Last night I left off when the memory was too acute and my eyes could no longer see to write. To-night, I come back to it, impatiently, with a longing to reclaim every word, every look, every precious minute, and fix it indelibly before me. The situation here is hideous. I seem to be walking over a mine that sooner or later will go off, while I can do nothing but await the final catastrophe. To write is to return to her, to hope again that somehow, somewhere, without being false to my promise, I shall see her again.
II
The gangplank swung out as I stepped on the deck, the air shrilling with the chirp of whistles and the creak of pulleys. I shouldered through the motley crowd and joined Mr. Brinsmade on the upper deck. I remember how solemnly I looked down on the France I knew and loved, and with what reluctant apprehension of the future I watched the gray hawser stiffen.
“Strange, to be going?”
“Yes—incredibly strange,” I said slowly. “I can’t quite believe it; for whole months to be a free agent—no longer a part of a great orderly machine, without eyes or ears or will. I think I have forgotten what the other world is like.”
“Do you regret this?”
“Regret it? Yes, it’s hard to leave a thing unfinished when you’ve gone so far. And, though I’ve hated it and cursed it, well, it is a different conception of humanity, after all, this doing a thing as a mass. I’ve accepted it, readjusted myself to it. I think it’s not the question of liking it or not liking it; it’s the feeling of the inevitable and the wanting to measure up to other men. I stopped debating with myself the day I saw a man at my side go to his death. He was a scullion out of the kitchen of a New York hotel—Carlo Roger—deserter and rascal. He could have remained, and no one would have cared. He did his duty, unnoticed. I couldn’t do less.”
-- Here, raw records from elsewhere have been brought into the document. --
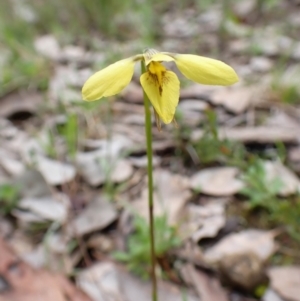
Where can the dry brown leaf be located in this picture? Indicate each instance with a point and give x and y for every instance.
(170, 196)
(217, 181)
(23, 283)
(207, 287)
(238, 98)
(20, 102)
(258, 134)
(96, 216)
(271, 295)
(289, 181)
(286, 281)
(105, 281)
(55, 172)
(203, 221)
(242, 243)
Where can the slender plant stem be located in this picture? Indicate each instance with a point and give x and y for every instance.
(148, 131)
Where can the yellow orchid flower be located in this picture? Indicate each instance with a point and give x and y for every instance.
(161, 85)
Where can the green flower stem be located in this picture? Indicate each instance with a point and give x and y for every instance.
(148, 131)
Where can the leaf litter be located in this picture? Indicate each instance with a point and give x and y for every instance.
(71, 204)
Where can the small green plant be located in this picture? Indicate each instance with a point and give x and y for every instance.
(138, 257)
(210, 148)
(260, 191)
(8, 198)
(263, 193)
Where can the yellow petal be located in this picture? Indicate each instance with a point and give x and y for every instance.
(152, 55)
(204, 70)
(164, 96)
(109, 81)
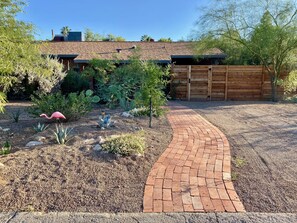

I looked up, and then down, and added, “Better hold on tight to me, Mr. Brinsmade. I feel like making a jump for it.”
Laughing he passed his arm through mine and pretended not to notice the dimness in my eyes.
“You’ve known humanity at its best, my boy,” he said. “And I, thank God, have had a glimpse of it. And when you’re like myself, a weather-worn old lawyer, who walks behind the scenes, that’s something to be thankful for. Well—if they’re not of our race—they’re the same human beings: we can share that.”